American priest (1922–2020)

Thaddeus F. Malanowski (November 30, 1922 – January 23, 2020) was an American Catholic priest who served as the Deputy Chief of Chaplains of the United States Army. He was the first Polish-American to be in this position.

A native of Stamford, Connecticut, Malanowski was an ordained Roman Catholic priest for the Diocese of Norwich and served at his home parish of Holy Name of Jesus in Stamford, CT following his retirement from active ministry.
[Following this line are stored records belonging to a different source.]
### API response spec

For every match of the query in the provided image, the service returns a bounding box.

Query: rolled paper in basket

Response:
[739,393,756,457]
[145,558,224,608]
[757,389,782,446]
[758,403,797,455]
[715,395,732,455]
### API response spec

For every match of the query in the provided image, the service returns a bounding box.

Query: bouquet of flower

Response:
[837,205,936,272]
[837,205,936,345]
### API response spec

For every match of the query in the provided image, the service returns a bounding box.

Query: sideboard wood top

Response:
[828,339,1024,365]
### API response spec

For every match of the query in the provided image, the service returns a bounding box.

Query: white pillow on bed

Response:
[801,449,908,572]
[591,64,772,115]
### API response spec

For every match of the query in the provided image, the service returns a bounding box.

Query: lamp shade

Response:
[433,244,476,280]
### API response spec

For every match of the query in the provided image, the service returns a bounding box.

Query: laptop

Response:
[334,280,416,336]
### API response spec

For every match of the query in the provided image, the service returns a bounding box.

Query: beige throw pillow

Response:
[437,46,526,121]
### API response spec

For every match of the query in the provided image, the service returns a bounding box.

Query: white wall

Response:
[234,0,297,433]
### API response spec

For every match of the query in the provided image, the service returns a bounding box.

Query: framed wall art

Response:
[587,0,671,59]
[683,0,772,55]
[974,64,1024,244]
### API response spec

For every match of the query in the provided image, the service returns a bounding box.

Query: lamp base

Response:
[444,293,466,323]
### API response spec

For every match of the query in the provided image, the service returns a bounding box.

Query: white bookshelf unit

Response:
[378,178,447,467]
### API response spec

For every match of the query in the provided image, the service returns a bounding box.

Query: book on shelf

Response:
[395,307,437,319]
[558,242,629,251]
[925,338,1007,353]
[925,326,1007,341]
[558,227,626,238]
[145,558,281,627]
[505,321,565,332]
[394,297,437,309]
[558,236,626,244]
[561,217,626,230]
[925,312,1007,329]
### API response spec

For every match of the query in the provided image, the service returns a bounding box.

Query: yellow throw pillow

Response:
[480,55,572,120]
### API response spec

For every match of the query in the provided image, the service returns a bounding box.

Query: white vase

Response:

In 1973, he was given the title of Monsignor by Pope Paul VI. He was a close friend of Elvis Presley.

==Career==
Malanowski was commissioned an officer in the United States Army in 1949. From 1951 to 1954, he served with NATO as a member of the 43rd Infantry Division. Other assignments he was given include serving at Headquarters, United States Army Europe before he was named Deputy Chief of Chaplains with the rank of Brigadier General. He held this position until his retirement in 1978.

Awards he has received include the Legion of Merit, the Army Distinguished Service Medal, the Meritorious Service Medal and the Army Commendation Medal with two oak leaf clusters.

Malanowski also served on the Haitian Health Foundation Board of Directors from 1985 until his death in January 2020 at the age of 97.